Anna started picking up the potatoes. “I’m not talking to you,” she snarled, keeping her eyes on the floor. “I’m not interested in anything you have to say. I don’t want to hear it.” She looked up at Søren and her eyes glowed yellow.
“I’m going to pick up your potatoes,” Søren said. “And then I’m going to carry your groceries and your kid home.”
“Oh no, you’re not,” Anna snarled.
“You bet I am,” Søren said.
“Over my dead body,” Anna said, theatrically.
“Sure, if that’s how you want to do it,” Søren replied, unperturbed.
Anna glared at him, but Søren held his ground. She looked like shit. Scrawny and spotty, and Lily, in the cart, looked neglected, with tears down her cheeks, snot across her mouth, and a filthy teddy in her arms. Anna hadn’t even noticed the other shoppers staring at her and shaking their heads. A socially disadvantaged, impoverished single parent was precisely what she looked like. All that was missing were some beers and chips in her cart. But Søren was bowled over. It was madness—he didn’t even like her. Contrary and stuckup, as she was. And he had only known her four days, during which time she had grown increasingly hostile to him. But he was completely smitten.
Lily refused to walk. Anna told her she had to, but Lily had made up her mind and was sitting down on the steps of a store that was closed. “No,” she declared and stuck out her lower lip in defiance. “You have to walk,” Anna repeated. Søren was about to say something, but Anna turned to him when she sensed his lips moving.
“She has to walk. If she doesn’t, we can’t get home. I can’t carry all those bags, my books, and a child. I’m not strong enough.” She was on the brink of tears. Søren emptied his groceries into Anna’s least full bag, tied the two remaining ones together, and hung them over his shoulders like a yoke. Without asking for permission, he lifted Lily and put her on his shoulders.
“Keep your feet still, or you’ll break the eggs,” he told her.
“Okay,” Lily said, proudly.
Søren started walking and he soon heard Anna’s footsteps behind them.
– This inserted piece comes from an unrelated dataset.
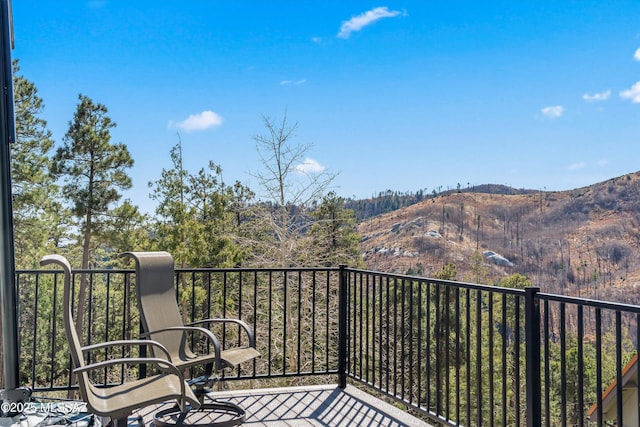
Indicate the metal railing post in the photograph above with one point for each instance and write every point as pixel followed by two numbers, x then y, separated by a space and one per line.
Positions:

A gleeful Lily called out from her vantage point, “I can see all the cars in the whole world, I can see all the houses and all the boys and girls.”
Anna didn’t utter a word the whole way back, but when they reached the stairwell, she said, “Thanks for your help, I’ll take it from here.”
“Anna,” Søren said, as he let Lily down. “I’m coming upstairs with you.” He was in no mood for an argument.
Lily, now rested, started to climb the stairs. Anna faced Søren, her eyes brimming with tears.
“I know what you’ve come to tell me, and I don’t want to hear it. I don’t want to hear it!”